Clara Barton (died 12 April 1912)
Born on Christmas Day in 1821, Clarissa Harlowe Barton--who preferred to be called Clara--was an active professional woman throughout her life.
Clara Barton, c. 1865, photographed by Matthew Brady |
Barton's first career was as a teacher; beginning in 1838, she taught in various schools for twelve years, where she demanded--and received--wages equal to those of male teachers. In 1852, after two years of academic work at the Clinton Liberal Institute, she opened a school of her own in Bardentown, the first "free" school in New Jersey. (As a free school, there were no fees assessed students--the school was paid for by the public.)
Frustrated by a board that hired a man to run the school (because it was inappropriate for a woman to hold an administrative position), Barton turned to a new career--in 1855, she moved to Washington D.C. and went to work for the U.S. Patent Office--at first she worked as a recording clerk and was paid the same wages as her male colleagues. But because of opposition to a woman holding a "man's" job and receiving a "man's" salary, Barton's position was reduced and, in 1857, she and other female employees were dismissed.
Barton returned to Washington and the patent office after the election of Abraham Lincoln in 1861. But she entered into the profession for which she is most well known during the Civil War, where she gained permission in 1862 to do more than just send bandages to the front lines (a typical, though essential, job for women, who organized themselves into societies to provide supplies for soldiers and to do some caring for the sick and wounded). Barton became a nurse on the front lines of battle, working in a number of field hospitals.

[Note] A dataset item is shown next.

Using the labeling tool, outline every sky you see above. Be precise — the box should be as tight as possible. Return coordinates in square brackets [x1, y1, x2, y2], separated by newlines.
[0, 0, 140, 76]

In 1865, after the end of the war, Barton set up the Office of Correspondence with the Friends of the Missing Men of the United States Army, where she received the queries from the family and friends about missing loved ones; by the time the office was closed, she had responded to more than 60,000 letters and helped to locate information about 22,000 missing men. She also helped in setting up a cemetery at Andersonville Prison, a notorious prison of war camp in Georgia.
During a trip to Europe in 1869, Barton was introduced to the International Red Cross and worked under its auspices in 1870 during the Franco-Prussian War. After she returned to the United States, Barton began her efforts to create an American branch of the Red Cross. She was ultimately successful, and she became the first president of the newly formed American Red Cross in 1881. She led the organization for the next twenty-three years.
During these years she also worked as a superintendent for a woman's "reformatory prison" (in Massachusetts) and gave speeches on behalf of women's suffrage (she was a friend of Susan B. Anthony), not only attending suffrage rallies but also giving speeches.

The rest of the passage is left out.